With a fresh dusting of snow outside and a fire going, I am fighting every urge to put up our Christmas tree a month early…

This is a significant departure from my attitude about decorating and holidays just a handful of years ago. Then, life was too busy. We weren’t even going to be here for Christmas. What was the point?

I was missing several things then; perspective was a big one. Well, I suppose I had a perspective, but it was quite narrow. It was a time in my life before we had children. When the race up the corporate ladder was more important than the one to hang holiday lights. I would get easily distracted by the tiniest inconvenience and dismiss whatever it was as inefficient and useless.

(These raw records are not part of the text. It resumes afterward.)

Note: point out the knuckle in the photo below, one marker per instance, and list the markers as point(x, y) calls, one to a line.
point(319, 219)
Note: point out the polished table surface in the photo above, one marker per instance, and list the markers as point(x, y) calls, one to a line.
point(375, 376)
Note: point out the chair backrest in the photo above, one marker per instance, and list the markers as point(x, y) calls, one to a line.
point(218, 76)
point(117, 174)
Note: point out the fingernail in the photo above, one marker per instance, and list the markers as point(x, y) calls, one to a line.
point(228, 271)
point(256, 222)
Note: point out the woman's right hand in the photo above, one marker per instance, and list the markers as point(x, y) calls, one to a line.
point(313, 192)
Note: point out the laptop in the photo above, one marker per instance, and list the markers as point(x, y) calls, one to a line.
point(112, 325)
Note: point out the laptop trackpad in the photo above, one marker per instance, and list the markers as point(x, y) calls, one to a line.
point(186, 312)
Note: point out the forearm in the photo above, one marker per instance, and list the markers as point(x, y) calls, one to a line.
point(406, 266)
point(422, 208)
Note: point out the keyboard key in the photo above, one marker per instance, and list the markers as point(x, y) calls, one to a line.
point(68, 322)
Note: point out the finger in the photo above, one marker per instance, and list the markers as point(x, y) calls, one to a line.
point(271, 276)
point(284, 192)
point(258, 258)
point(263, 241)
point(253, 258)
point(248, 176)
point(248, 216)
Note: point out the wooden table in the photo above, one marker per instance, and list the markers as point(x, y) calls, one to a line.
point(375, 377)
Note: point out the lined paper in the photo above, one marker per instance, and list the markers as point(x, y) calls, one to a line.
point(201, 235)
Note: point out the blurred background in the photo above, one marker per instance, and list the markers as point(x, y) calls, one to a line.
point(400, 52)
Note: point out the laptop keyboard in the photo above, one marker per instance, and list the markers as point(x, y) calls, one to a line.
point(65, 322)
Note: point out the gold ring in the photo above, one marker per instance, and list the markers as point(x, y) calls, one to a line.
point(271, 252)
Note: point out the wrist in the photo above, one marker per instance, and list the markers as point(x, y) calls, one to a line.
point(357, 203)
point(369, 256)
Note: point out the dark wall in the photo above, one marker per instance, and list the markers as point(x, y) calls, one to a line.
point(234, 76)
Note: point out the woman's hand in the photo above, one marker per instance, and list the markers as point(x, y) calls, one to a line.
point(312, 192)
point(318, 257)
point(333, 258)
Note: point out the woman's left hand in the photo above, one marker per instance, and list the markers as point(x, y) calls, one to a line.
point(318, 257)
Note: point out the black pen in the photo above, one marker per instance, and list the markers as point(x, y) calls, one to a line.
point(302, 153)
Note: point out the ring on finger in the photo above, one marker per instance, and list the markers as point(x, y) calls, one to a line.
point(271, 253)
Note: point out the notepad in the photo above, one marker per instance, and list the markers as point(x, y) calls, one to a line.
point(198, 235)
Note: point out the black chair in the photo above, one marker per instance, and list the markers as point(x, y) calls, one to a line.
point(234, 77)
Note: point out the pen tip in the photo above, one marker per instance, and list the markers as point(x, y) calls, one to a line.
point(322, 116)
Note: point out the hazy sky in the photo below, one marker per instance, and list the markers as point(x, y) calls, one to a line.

I was recently socializing with someone who clearly didn’t like kids as mine were being noisy and somewhat disruptive. I can certainly understand. I remember the thoughts we once had of, “I would never do that…” or “No child of mine…” I have learned there is a point when parental control and responsibility can be overtaken by a child’s stubborn free will and the only card you have left to play is the “we’re leaving” one — and even that plan could be thwarted if your child has become an expert at refusing to get strapped in their car seat.

Becoming a parent is one of the biggest benchmarks in my life. My days are now filled with tiny inconveniences all day long. I am learning how to deal and I’m redefining what is important.

For the longest time I was looking at life a certain way, and then I was given a new set of glasses with a new lens showing…more. Yes, of course, you see things differently but, holy shit, you see new things entirely. The small things you may have once overlooked have become magnified and then, there are so many of them, it’s sensory overload and you find yourself unable to pick out an insignificant pair of socks. The smart people I know can discern the important small things from the useless small things. They have removed the words always and never from their vocabulary because they know every day they will be making exceptions. They find purpose in every inefficiency or they are masters at letting it go when they can’t.

Yesterday I was listening to an interview with Jessie Eisenberg on his new book, “Bream gives me hiccups & other stories“. There is a character in one of the stories, a nine-year-old boy who at one point suggests,

“Adults have spent so many years thinking more and more like each other because the more you live with other people the less you think like yourself and the more you think like them. But kids are new people so we still think more normally.”